I did a bit of research for my personal use and what came out as the best options in 2023 are indeed SimpleX and Briar. What do you think of the latter?
Seems that's true. Text-only communication in Briar is built by design. I see this from its communication scheme. I don't think any other message options will come up. So I am also on it in case of the Internet outage. Besides, you can chat properly only when you and your contact are both online. Not a very handy option for daily use.
So SimpleX.Chat for privacy and Matrix for public groups.
Im not a fan of no identifiers. Sure simplex is secure with it but I would like to see something like simplex that uses 24 word seed phrases to generste millions of unique identifiers the user can easily backup and restore from a piece of paper and not from a digital backup file.

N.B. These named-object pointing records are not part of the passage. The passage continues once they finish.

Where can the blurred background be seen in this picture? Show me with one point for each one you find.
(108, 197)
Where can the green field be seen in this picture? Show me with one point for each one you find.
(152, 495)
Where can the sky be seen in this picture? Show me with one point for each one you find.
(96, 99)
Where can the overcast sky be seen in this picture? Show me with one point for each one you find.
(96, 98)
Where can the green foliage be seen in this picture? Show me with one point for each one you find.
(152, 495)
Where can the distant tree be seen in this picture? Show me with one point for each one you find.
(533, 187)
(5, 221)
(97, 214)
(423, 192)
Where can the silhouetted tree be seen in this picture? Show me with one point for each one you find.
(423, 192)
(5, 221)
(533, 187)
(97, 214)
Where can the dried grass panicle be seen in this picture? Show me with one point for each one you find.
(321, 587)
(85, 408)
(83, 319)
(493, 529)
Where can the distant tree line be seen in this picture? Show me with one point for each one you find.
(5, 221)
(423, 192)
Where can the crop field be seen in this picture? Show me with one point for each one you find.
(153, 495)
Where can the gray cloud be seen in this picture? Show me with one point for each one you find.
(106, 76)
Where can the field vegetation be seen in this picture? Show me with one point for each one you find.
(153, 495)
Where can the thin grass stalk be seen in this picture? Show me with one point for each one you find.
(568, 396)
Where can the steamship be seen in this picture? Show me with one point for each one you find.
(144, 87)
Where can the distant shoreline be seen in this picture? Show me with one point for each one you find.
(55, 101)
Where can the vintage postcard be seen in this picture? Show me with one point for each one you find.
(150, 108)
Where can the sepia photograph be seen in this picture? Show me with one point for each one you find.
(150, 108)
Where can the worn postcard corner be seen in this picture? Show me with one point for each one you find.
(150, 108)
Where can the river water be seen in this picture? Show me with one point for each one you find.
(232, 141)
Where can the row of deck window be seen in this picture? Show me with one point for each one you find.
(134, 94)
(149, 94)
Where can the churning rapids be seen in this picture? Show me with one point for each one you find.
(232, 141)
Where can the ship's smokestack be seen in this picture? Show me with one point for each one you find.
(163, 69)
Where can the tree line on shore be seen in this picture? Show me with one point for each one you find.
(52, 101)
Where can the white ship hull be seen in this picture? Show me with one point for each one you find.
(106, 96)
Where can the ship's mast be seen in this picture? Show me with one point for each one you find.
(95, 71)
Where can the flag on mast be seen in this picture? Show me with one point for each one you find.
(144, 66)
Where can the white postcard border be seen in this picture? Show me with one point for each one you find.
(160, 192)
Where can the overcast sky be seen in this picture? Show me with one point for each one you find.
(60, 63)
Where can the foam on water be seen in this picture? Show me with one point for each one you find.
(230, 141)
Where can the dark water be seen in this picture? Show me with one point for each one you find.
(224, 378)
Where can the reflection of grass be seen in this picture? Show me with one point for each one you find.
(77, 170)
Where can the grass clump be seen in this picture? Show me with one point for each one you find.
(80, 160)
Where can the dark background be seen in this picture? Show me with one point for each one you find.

That wouldn't work for anonymity because in order to be able to restore from a passphrase or seed, it must be kept somewhere remotely that people can access and activity can be tracked. That's why there's no anonymity with bitcoin.
If all the identifiers are prerendered then they must be stored somewhere discoverable. What you are referencing is the best for security, SimpleX is the best for privacy.
Monero is a privacy coin that allows for multiple subaddresses.
The reason I prefer having identities (subaddresses) and to recover these addresses using a single 24 word seed phrase is for a simple one-time backup of your addresses. This will not backup anything else.
Lets say you generate a subaddress for every single friend you have and then a few years later your phone dies and you did not make a backup in over a year. The seed phrase will be able to recover your subaddresses. You may not know who address is for which friend, but as long your friend knows they can contact you and you will still receive the message.
If simplex implements multiple reuseable addresses that are generated by a seed phrase like a cryptocurrency, it will be a killer app. I am not against removing the single use one time codes to establish communications, that is a cool feature, just not possible to backup these communications on paper.
Paper backups are considered the most secure since it is not backup using a computer.
Anyone can set up a server indeed, and you have no real way of knowing if you can trust them or not.
The official SimpleX chat website has this nice advice in this regard:
The servers have separate Anonymous credentials for each queue, and do not know which users they belong to.
Users can further improve metadata privacy by using Tor to access servers, preventing corellation by IP address.
But IMHO if you need Tor to get the resemblence of metadata privacy, why use SimpleX at all and just use XMPP with Tor with works great?
To me this SimpleX is pure techno-solutionism that tries to solve a hypothetical problem and ends up as basically security LARPing and not solving many real-world threat-models at all.